Für die nächsten drei Jahre ist durch die Gesellschaft der Freunde von Ephesos auch die weitere Erforschung der 1500m2 großen, spätantiken Residenz gesichert, deren Bewohner mit Sicherheit der städtischen Elite zuzuordnen sind. Große Repräsentationsräume mit farbenprächtigen Mosaikböden oder bunten Marmorböden luden ein, hier Gastmähler und Versammlungen zu veranstalten und - ganz in antiker Tradition - gesellschaftlichen Verpflichtungen nachzukommen. Im Juni wird ein Team von Archäologen unter der Leitung von Dr. Sabine Ladstätter, Direktorin des Österreichischen Archäologischen Instituts und Grabungsleiterin von Ephesos, mit der Arbeit beginnen. Zehn Wochen lang werden die Archäologen weitere Teile im Osten und Norden des Gebäudes freilegen, um einerseits den Anschluss an die Marienkirche zu erhalten und andererseits die wirtschaftlich genutzten Bereiche des Hauses zu finden.

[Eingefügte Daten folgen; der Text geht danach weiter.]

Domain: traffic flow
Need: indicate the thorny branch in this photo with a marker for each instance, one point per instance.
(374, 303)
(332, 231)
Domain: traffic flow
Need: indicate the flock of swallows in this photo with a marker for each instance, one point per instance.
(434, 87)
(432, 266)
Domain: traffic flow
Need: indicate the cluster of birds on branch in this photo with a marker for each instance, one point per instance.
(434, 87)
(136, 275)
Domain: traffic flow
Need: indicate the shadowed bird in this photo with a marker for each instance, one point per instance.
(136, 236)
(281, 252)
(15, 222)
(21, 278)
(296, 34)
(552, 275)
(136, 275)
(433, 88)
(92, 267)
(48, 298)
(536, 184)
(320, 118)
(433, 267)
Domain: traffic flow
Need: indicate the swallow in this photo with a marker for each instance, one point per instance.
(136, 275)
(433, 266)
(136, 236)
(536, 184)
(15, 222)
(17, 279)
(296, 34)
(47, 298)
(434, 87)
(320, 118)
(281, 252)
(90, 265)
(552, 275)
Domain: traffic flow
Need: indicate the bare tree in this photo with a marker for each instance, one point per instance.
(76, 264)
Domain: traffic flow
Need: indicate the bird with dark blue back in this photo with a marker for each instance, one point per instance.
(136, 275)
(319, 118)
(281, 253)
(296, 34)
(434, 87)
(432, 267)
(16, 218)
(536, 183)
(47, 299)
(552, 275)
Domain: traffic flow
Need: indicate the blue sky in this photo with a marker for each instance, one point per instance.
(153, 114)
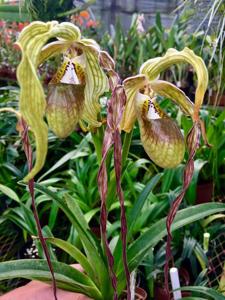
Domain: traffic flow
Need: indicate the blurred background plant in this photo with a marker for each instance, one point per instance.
(77, 164)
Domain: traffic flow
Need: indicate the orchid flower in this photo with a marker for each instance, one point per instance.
(160, 135)
(74, 90)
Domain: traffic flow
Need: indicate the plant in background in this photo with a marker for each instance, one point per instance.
(81, 77)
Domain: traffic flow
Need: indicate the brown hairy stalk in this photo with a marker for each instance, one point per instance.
(193, 139)
(112, 138)
(28, 153)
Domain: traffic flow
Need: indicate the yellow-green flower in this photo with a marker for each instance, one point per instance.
(160, 135)
(74, 91)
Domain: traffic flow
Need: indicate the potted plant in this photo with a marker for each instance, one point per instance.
(73, 97)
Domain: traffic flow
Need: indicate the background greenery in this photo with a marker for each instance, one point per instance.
(72, 165)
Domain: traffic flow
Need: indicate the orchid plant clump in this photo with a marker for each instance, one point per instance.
(73, 95)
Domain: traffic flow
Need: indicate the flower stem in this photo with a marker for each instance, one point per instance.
(28, 153)
(126, 146)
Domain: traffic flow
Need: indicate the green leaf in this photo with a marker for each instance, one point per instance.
(75, 253)
(67, 277)
(92, 250)
(135, 212)
(191, 191)
(70, 155)
(9, 192)
(210, 219)
(141, 246)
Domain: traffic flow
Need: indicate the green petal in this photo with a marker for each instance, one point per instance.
(64, 107)
(160, 135)
(32, 98)
(153, 67)
(132, 85)
(96, 84)
(167, 89)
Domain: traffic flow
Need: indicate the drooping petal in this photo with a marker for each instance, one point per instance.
(96, 84)
(132, 85)
(153, 67)
(32, 98)
(160, 135)
(167, 89)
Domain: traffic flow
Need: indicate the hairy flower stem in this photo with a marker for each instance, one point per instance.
(126, 146)
(118, 170)
(192, 143)
(28, 153)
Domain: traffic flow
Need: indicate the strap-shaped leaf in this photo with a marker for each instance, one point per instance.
(153, 67)
(67, 277)
(32, 98)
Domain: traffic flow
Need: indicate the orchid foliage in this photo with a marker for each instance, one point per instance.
(73, 97)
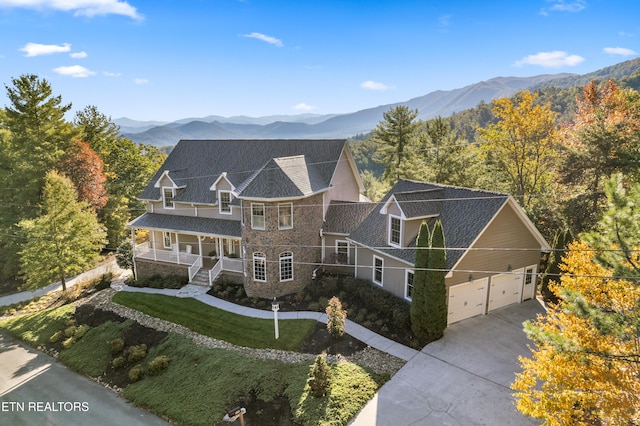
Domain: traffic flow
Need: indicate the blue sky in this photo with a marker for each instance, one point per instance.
(166, 60)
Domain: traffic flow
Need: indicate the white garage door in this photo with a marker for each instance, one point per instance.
(505, 289)
(467, 300)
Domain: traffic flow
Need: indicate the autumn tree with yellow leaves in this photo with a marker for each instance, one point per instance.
(585, 365)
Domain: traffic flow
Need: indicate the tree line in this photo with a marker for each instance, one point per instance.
(68, 187)
(578, 179)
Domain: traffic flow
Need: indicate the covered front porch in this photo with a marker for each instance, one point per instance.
(191, 247)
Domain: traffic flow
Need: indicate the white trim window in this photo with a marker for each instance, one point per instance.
(395, 231)
(378, 269)
(224, 202)
(259, 267)
(166, 240)
(285, 216)
(408, 283)
(286, 266)
(342, 252)
(167, 197)
(257, 216)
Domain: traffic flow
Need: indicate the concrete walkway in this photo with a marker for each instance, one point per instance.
(109, 267)
(359, 332)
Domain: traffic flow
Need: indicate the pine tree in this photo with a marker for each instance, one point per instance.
(395, 134)
(419, 307)
(62, 242)
(436, 294)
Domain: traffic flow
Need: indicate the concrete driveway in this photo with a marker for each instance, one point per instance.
(37, 390)
(462, 379)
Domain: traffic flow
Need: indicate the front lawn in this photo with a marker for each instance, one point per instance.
(198, 385)
(218, 324)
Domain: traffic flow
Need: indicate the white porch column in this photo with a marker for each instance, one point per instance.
(178, 248)
(155, 250)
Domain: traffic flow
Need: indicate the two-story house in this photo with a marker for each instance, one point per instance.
(493, 250)
(271, 212)
(253, 208)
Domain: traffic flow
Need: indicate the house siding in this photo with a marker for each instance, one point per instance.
(393, 272)
(506, 231)
(303, 240)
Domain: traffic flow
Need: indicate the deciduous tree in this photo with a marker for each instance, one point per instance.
(523, 145)
(85, 169)
(64, 240)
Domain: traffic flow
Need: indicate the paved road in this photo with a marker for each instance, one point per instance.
(37, 390)
(461, 379)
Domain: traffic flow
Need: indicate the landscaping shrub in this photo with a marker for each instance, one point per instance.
(319, 377)
(336, 318)
(160, 281)
(159, 363)
(136, 373)
(118, 362)
(137, 352)
(55, 336)
(117, 346)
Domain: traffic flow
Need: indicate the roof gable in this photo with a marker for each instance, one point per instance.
(201, 162)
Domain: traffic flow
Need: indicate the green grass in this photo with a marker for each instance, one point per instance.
(209, 321)
(91, 354)
(36, 329)
(184, 395)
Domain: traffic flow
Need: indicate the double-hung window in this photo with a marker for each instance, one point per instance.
(259, 266)
(167, 196)
(395, 231)
(257, 216)
(286, 266)
(224, 202)
(408, 284)
(378, 266)
(285, 216)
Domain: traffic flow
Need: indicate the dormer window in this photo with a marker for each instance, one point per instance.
(167, 197)
(224, 198)
(395, 231)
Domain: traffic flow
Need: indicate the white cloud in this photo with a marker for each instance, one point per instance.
(555, 59)
(75, 71)
(89, 8)
(265, 38)
(374, 85)
(304, 107)
(564, 6)
(36, 49)
(622, 51)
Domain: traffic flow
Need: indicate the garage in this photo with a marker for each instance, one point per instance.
(505, 289)
(467, 300)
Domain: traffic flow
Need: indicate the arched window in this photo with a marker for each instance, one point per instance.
(286, 266)
(259, 266)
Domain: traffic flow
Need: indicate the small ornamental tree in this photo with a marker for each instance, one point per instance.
(336, 317)
(436, 291)
(419, 292)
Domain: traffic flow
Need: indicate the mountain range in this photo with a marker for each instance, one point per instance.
(313, 126)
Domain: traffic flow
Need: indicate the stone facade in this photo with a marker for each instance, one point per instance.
(302, 241)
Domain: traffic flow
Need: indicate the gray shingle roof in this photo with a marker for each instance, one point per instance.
(196, 225)
(344, 216)
(284, 177)
(197, 164)
(464, 214)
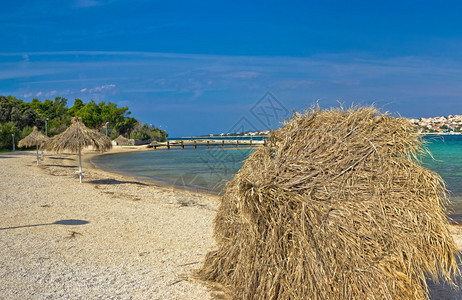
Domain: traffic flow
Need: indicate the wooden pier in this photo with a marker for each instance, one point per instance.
(210, 143)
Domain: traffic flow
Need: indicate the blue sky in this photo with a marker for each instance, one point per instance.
(200, 67)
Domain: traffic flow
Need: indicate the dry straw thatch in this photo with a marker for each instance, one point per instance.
(121, 140)
(336, 206)
(35, 138)
(76, 138)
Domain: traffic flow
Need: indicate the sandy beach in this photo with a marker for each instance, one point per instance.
(109, 237)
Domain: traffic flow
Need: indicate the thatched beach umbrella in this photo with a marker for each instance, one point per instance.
(121, 140)
(336, 206)
(35, 138)
(76, 138)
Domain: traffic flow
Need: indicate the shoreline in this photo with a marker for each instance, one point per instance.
(110, 236)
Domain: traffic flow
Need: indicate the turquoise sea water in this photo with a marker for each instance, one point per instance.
(205, 169)
(210, 169)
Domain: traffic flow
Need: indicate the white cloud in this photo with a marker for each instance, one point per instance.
(86, 3)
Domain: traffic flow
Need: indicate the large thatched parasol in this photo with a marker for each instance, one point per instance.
(76, 138)
(337, 206)
(35, 138)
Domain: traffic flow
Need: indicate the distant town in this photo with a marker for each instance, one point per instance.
(440, 125)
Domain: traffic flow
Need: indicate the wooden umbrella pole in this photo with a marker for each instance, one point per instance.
(80, 166)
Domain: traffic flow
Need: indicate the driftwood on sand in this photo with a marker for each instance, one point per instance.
(336, 206)
(77, 137)
(35, 138)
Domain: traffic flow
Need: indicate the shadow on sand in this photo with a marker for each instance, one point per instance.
(67, 222)
(114, 181)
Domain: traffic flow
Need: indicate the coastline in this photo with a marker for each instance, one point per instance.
(140, 241)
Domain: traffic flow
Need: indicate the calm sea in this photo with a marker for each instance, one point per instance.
(210, 169)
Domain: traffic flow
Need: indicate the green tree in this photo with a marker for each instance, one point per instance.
(6, 140)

Dr. Sabine Ladstätter: "In diesem wird auch das bereits geborgene, reichhaltige Fundmaterial analysiert. Die Zerstörung im fortgeschrittenen 7. Jahrhundert scheint sehr rasch erfolgt zu sein. So hatten die Bewohner offensichtlich kaum Zeit, das Haus zu verlassen und waren gezwungen, große Teile des Inventars bis hin zu hölzernen Möbelbestandteilen zurückzulassen. Im Zerstörungsschutt fanden sich an einer Wand liegend mehrere Waffenteile - unter anderem ein Eisenschwert mit bronzenem Ortband, in das ein Besitzermonogramm eingraviert war. Wir vermuten, dass diese Waffen ursprünglich an der Wand angebracht und Besuchern als Insignien zur Schau gestellt wurden. Alle diese Funde erlauben einen Einblick und in einem weiteren Schritt auch die Rekonstruktion der Lebenswelt in Ephesos während einer Zeit, die bislang nur unzureichend erforscht ist. Denn nicht zufällig bezeichnen wir das 7. bis 9. Jahrhundert (die mittelbyzantinische Zeit) bislang als dark ages".